O Calvinismo e o Conceito de Cultura - Uma antítese ao marxismo cultural

Por Thomas Magnum[i]

"Nossas críticas à cultura não terão poder de persuasão a menos que estejam baseadas em algo que possamos endossar nas crenças e nos valores dessa cultura".

Timothy Keller


Cultura é uma palavra bem gasta e com muitas conotações e nuances em cada contexto que é aplicada.  Vemos um florescer benéfico do interesse de muitos cristãos brasileiros pela cultura, e como a igreja pode engajar-se nela, como entender a cultura. Será que tudo na cultura é ruim? Ou a igreja deve enxergar a cultura como bênção de Deus e desfrutá-la sem medida? Ou será que deveríamos nos afastar definitivamente da cultura popular e termos realmente uma cultura evangélica? Quem nunca ouviu: "Devemos apenas evangelizar, nada de nos envolvermos com política ou com arte"; "um crente músico somente pode tocar seu instrumento na igreja ou com músicas cristãs, ele não deve envolver-se com coisas desse 'mundo', o mundo jaz no maligno". Essas são afirmações que ainda ouvimos muito. Lembro na época em que fui para o seminário (que ainda era tolerável porque se ia estudar a Palavra de Deus), mas o jovem que queria ir a faculdade era imediatamente repreendido por alguns irmãos da igreja – cuidado para não se desviar! Quando comecei minha graduação em jornalismo um irmão me exortou: cuidado para não virar ateu! E por aí vai...
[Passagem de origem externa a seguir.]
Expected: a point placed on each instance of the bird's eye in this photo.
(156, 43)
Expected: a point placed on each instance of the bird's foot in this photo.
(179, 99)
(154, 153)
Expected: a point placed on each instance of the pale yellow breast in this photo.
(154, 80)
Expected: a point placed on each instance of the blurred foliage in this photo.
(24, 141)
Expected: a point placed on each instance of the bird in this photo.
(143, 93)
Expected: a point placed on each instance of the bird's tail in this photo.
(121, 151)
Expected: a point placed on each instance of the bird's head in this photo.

É notório e não preciso dar muitos exemplos aqui de que o cristianismo na história sempre foi tendente a se reclusar e se isolar da sociedade. Um exemplo disso foi a criação dos conventos e monastérios, que para se ter um ambiente de maior concentração para os serviços espirituais aparta-se da convivência social por suas inclinações imorais para uma vida de retiro espiritual. Ao olharmos mesmo que de relance como a reforma encarou a cultura veremos que principalmente Calvino deu importância a essa questão e como a igreja deveria responder a essa demanda, na realidade a reforma do século dezesseis trouxe uma Reformissão. Lendo o excelente livro de André Bièler – O Pensamento  Econômico e Social de Calvino, podemos notar a importante contribuição que a reforma trouxe para o desenvolvimento da humanidade, para educação, política, artes, tecnologia e ciência.
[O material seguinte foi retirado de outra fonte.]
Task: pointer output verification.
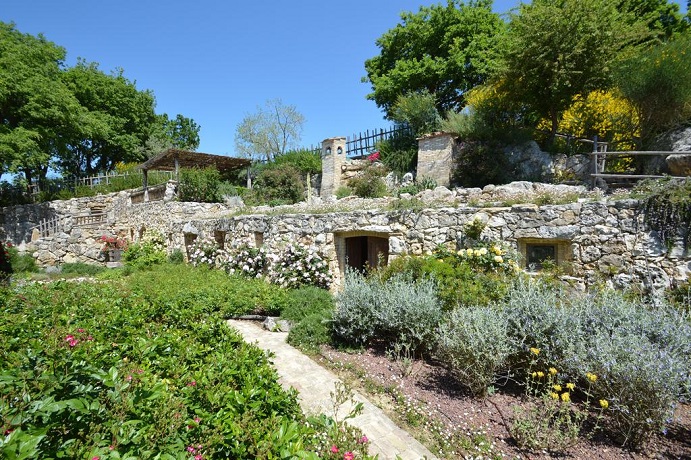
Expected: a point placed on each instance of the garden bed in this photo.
(440, 413)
A reforma valorizava a doutrina da vocação dos crentes e seu sacerdócio, isso estimulava a igreja engajar-se na cultura para levar todo pensamento cativo a Cristo. A afirmação de Paulo em suas epístolas que Cristo era o Senhor era também uma reivindicação do Senhorio de Jesus sobre a cultura, sobre tudo Era uma ousada afronta, porque somente o César era chamado de senhor, mas Paulo em suas epístolas dizia, não, Cristo é que é o Senhor. Isso é maravilhoso! Isso é o Senhorio de Cristo sobre todas as coisas. Vejamos o que é cultura:

[...] É a atividade do homem, como portador da imagem de seu Criador, de dar forma à natureza para o seus propósitos. O homem é uma criatura cultural e a civilização é apenas o lado externo da cultura.
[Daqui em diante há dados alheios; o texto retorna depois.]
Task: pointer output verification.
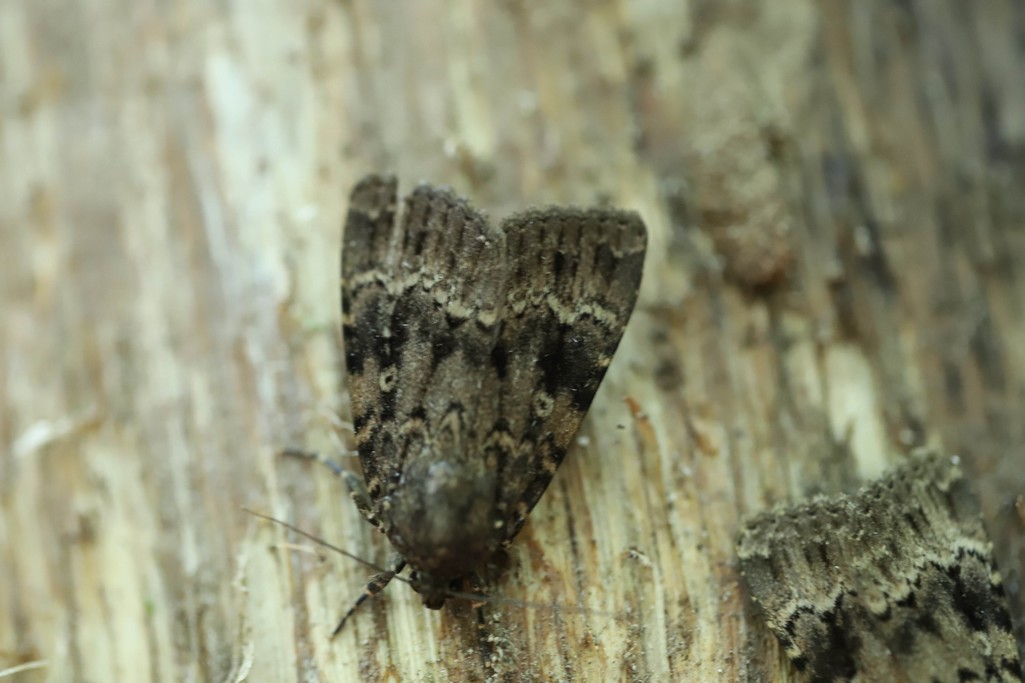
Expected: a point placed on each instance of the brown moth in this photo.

[...] Cultura não é algo neutro, sem conotação ética ou religiosa. As realizações humanas não são sem propósito, mas buscam alcançar determinados fins, que são tanto bons quanto maus. Sendo o homem um ser moral, sua cultura não pode ser amoral.  Sendo o homem um ser religioso, sua cultura, também, deve ter orientação religiosa. Não há cultura pura, no sentido de ser neutra quanto à religião, ou sem valores éticos positivos e negativos.[ii]

Notamos que nenhuma cultura está eivada de erros e dissociada de pressupostos religiosos. O homem é um ser religioso, ontologicamente isso é inevitável, então onde o homem estiver ali estará algum tipo de manifestação religiosa. A depravação total nos dá um melhor entendimento dessa condição caída do homem e que consequentemente afeta seu habitat, sua forma de ver o mundo, suas lentes são escuras - como dizia Cornelius Van Til. Para que ele enxergue então com lentes corretas é necessário a intervenção cirúrgica do evangelho, a operação da graça eficaz. Somente lendo o mundo com as lentes das Escrituras é que o homem pode compreender seu papel na ordem da criação e cumprir seu mandato cultural para a glória de Deus.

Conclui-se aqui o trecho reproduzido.